It’s time once again to dip into the ’80s and revisit another issue of the Raider Record, the junior high school paper of which I was copy editor between 1985 and 1987. As always, you can find every issue from that period scanned in PDF form here, or you can view or download this specific issue here. Going through and scanning these, lots of memories came bubbling up to the surface, unbidden, that I thought would be entertaining to record for posterity here.
Previous installments of this blog series mentioned that we were on the bleeding edge of (budget) desktop publishing technology, and my own experience with the Apple II was coming in perhaps too “handy” in the process of putting the paper together. By now, we’re on issue #3, we’ve hit something resembling a stride, and let’s see what all I can pick up at a glance from my dusty, cobwebbed synapses.
- I apologize for turning Michelle Obana into an Irish lass in the front page orchestra article.
- How on earth did I end up writing the “Runaway” piece? I was such a homebody that I don’t think the thought had ever occurred to me at that point in my life. Later, yes, but in 1985?
- It’s interesting how closely we were watching the Northside closed campus “crisis” unfold, considering that I’m not sure anyone working on the paper was even old enough for a learners’ permit.
- Hey, Fluffy’s back!
- That “Dear Dora” letter…wow. I suppose it’s something of a universal scenario, but 2016 Me is just a little surprised to see the notion even so much as entertained. Different times.
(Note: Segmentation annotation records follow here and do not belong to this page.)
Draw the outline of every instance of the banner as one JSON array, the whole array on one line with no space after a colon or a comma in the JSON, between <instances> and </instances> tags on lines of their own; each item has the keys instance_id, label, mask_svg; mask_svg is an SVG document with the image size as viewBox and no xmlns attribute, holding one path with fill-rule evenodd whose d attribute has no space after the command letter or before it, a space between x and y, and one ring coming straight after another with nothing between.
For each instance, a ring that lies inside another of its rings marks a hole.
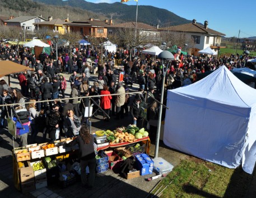
<instances>
[{"instance_id":1,"label":"banner","mask_svg":"<svg viewBox=\"0 0 256 198\"><path fill-rule=\"evenodd\" d=\"M121 0L121 3L126 3L128 2L130 0ZM138 2L138 0L134 0L134 1Z\"/></svg>"}]
</instances>

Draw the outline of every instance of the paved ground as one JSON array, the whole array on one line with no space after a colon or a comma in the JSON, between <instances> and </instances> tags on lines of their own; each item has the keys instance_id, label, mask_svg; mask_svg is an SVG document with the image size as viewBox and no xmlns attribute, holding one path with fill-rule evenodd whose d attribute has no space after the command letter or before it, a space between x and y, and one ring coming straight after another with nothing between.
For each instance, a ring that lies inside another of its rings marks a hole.
<instances>
[{"instance_id":1,"label":"paved ground","mask_svg":"<svg viewBox=\"0 0 256 198\"><path fill-rule=\"evenodd\" d=\"M69 75L64 75L67 79ZM92 78L95 79L95 76ZM18 87L16 79L11 78L11 86ZM92 82L91 81L91 84ZM134 90L137 90L137 86L132 88ZM70 86L68 85L66 93L70 93ZM120 126L127 126L131 123L131 118L126 117L121 120L115 120L111 118L111 122L105 122L102 120L102 116L99 115L92 120L92 130L96 129L114 129ZM145 179L149 176L147 175L141 176L131 180L126 180L123 177L116 174L111 170L97 174L95 182L95 188L88 190L81 186L81 183L76 183L62 189L58 185L47 187L44 187L35 190L26 195L22 194L18 191L13 185L12 175L12 149L13 143L12 137L6 130L0 131L0 136L3 138L3 141L0 143L0 195L1 197L109 197L117 196L119 197L146 197L148 192L157 185L160 179L147 182ZM41 134L39 134L38 140L41 140ZM30 137L29 137L29 139ZM15 146L18 144L15 142ZM155 145L151 144L150 155L153 157ZM188 157L187 155L170 149L165 146L162 142L160 142L159 157L161 157L170 162L174 166L178 165L182 159ZM255 176L254 178L256 178ZM256 179L253 180L250 190L248 192L249 197L256 197L255 185Z\"/></svg>"}]
</instances>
- Not only am I still talking about Halley’s Comet (its impending arrival was very heavily in the news at the time), but I’m pimping the local Apple-based computer bulletin board system of which I was the system operator (SysOp) at the time, hilariously called PMS. The amount of stuff with my byline in this issue makes me think we were on crunch time, and/or had lost some people as the first semester wound down. (It happens.)
- My major memory of this issue is the somewhat abrupt conclusion to the serialized “Night Fright” story that had begun in the first issue. When I happened upon this, the memory came back pretty forcefully: what you’re reading here is a replacement for what was originally handed in by the writer of the first two segments of the story. I forget exactly what the third installment was like, but I do remember that it hit us as disturbing, and Rob Heyman wound up having to wrap the story up quickly. I don’t remember anything more specific than that, which may be just as well; it was pretty macabre stuff. I don’t think we ever did the “original fiction” thing again, though some original poetry would keep showing up from time to time.
That’s really it for this issue. I’m sure we were all ready for Christmas break to hit (and we probably are now too), and worrying whether or not we’d get that Swatch we all undoubtedly asked Santa for (see page 6).